COUR D'APPEL DE MONTPELLIER
N° RG 23/00011 - N° Portalis DBVK-V-B7H-PVOY
O R D O N N A N C E N° 2023 - 11
du 06 Janvier 2023
SUR SECONDE PROLONGATION DE RETENTION D'UN ETRANGER DANS UN ETABLISSEMENT NE RELEVANT PAS DE L'ADMINISTRATION PENITENTIAIRE
dans l'affaire entre,
D'UNE PART :
Monsieur [N] [E]
né le 21 Août 1989 à [Localité 6]
de nationalité Tunisienne
retenu au centre de rétention de [Localité 4] dans les locaux ne relevant pas de l'administration pénitentiaire,
Comparant, assisté de Maître Sanoussy CISSE, avocat commis d'office .
Appelant,
D'AUTRE PART :
1°) Monsieur LE PREFET DES BOUCHES DU RHONE
[Adresse 2]
[Localité 1]
Représenté par Monsieur [H] [S] dûment habilité,
2°) MINISTERE PUBLIC :
Non représenté
Nous, Myriam BOUZAT conseillère à la cour d'appel de Montpellier, déléguée par ordonnance de Monsieur le premier président, plus spécialement pour les attributions dévolues par les articles L 741-1 et suivants du code de l'entrée et du séjour des étrangers et du droit d'asile, assistée de Sophie SPINELLA, greffière,
EXPOSE DES FAITS ET DE LA PROCEDURE
Vu l'arrêté 16 février 2022 notifié le 17 février 2022 à 11 heures de Monsieur LE PREFET DES BOUCHES DU RHONE portant obligation de quitter le territoire national sans délai pris à l'encontre de Monsieur [N] [E],
Vu la décision de placement en rétention administrative du 5 décembre 2022 notifié à 9 heures 20 à Monsieur [N] [E], pendant 48 heures dans des locaux ne relevant pas de l'administration pénitentiaire,
Vu l'ordonnance du 7 décembre 2022 notifiée le même jour, du juge des libertés et de la détention du tribunal judiciaire de MARSEILLE qui a décidé de prolonger la rétention administrative pour une durée maximale de vingt-huit jours, confirmée par le premier président de cour d'appel d'Aix en Provence le 9 décembre 2022,
Vu la saisine de Monsieur LE PREFET DES BOUCHES DU RHONE en date du 3 janvier 2023 à 15 heures 12 pour obtenir une seconde prolongation de la rétention de cet étranger,
Vu l'ordonnance du 4 janvier 2023 à 11 heure 01 notifiée le même jour à la même heure, du juge des libertés et de la détention du tribunal judiciaire de MONTPELLIER qui a décidé de prolonger la rétention administrative pour une durée maximale de trente jours,
Vu la déclaration d'appel faite le 04 Janvier 2023, par Maître Sanoussy CISSE, avocat, agissant pour le compte de Monsieur [N] [E], transmise au greffe de la cour d'appel de Montpellier le même jour, à 23 heure 50,
Vu les télécopies et courriels adressés le 05 Janvier 2023 à Monsieur LE PREFET DES BOUCHES DU RHONE, à l'intéressé, à son conseil, et au Ministère Public les informant que l'audience sera tenue le 06 Janvier 2023 à 14 heures,
L'avocat et l'appelant, qui ont pu préalablement prendre connaissance de la procédure, se sont entretenus, librement, dans le box dédié de l'accueil de la cour d'appel de Montpellier, les portes de la salle étant fermées pour assurer la confidentialité de l'entretien, en la seule présence de l'interprète , et ce, sur le temps de l'audience fixée, avec l'accord du délégué du premier président de la cour d'appel de Montpellier.

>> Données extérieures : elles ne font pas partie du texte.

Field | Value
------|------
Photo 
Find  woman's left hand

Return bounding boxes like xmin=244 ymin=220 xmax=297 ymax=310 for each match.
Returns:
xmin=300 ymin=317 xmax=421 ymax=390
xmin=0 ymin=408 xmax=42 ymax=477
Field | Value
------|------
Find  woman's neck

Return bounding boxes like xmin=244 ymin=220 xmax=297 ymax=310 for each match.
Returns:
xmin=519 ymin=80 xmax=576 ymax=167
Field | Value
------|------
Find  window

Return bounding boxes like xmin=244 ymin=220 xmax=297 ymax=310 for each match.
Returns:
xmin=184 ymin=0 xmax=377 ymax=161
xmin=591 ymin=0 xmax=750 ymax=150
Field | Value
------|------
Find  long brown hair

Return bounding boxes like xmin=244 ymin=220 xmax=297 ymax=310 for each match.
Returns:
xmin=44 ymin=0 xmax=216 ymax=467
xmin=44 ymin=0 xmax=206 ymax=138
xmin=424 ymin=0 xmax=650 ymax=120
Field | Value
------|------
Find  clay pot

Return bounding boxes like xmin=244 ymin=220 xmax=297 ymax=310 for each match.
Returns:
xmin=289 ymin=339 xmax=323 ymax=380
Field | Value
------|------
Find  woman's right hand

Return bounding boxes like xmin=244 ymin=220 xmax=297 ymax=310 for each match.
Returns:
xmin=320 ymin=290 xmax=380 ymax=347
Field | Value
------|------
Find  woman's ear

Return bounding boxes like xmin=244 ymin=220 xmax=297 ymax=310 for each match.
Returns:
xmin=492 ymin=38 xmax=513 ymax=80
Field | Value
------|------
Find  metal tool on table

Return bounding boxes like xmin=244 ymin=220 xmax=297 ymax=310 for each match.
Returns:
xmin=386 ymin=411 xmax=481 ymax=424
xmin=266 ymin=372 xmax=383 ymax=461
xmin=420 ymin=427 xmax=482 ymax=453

L'audience publique initialement fixée à 14 heures a commencé à 14h52.
PRETENTIONS DES PARTIES
Monsieur [N] [E] confirme son identité telle que mentionnée dans l'ordonnance entreprise et déclare sur transcription du greffier à l'audience : ' Je ne souhaite pas un interprète. Je parle et je comprends bien le français. Je m'appelle [N] [E]. Je suis né le 21 août 1989 à [Localité 6]. Je n'accepte pas de quitter le territoire français. Je n'accepte pas d'exécuter la mesure d'éloignement.'
L'avocat, Me [C] [X] développe les moyens de l'appel formé contre l'ordonnance du juge des libertés et de la détention qui a prolongé le maintien en rétention de l'étranger.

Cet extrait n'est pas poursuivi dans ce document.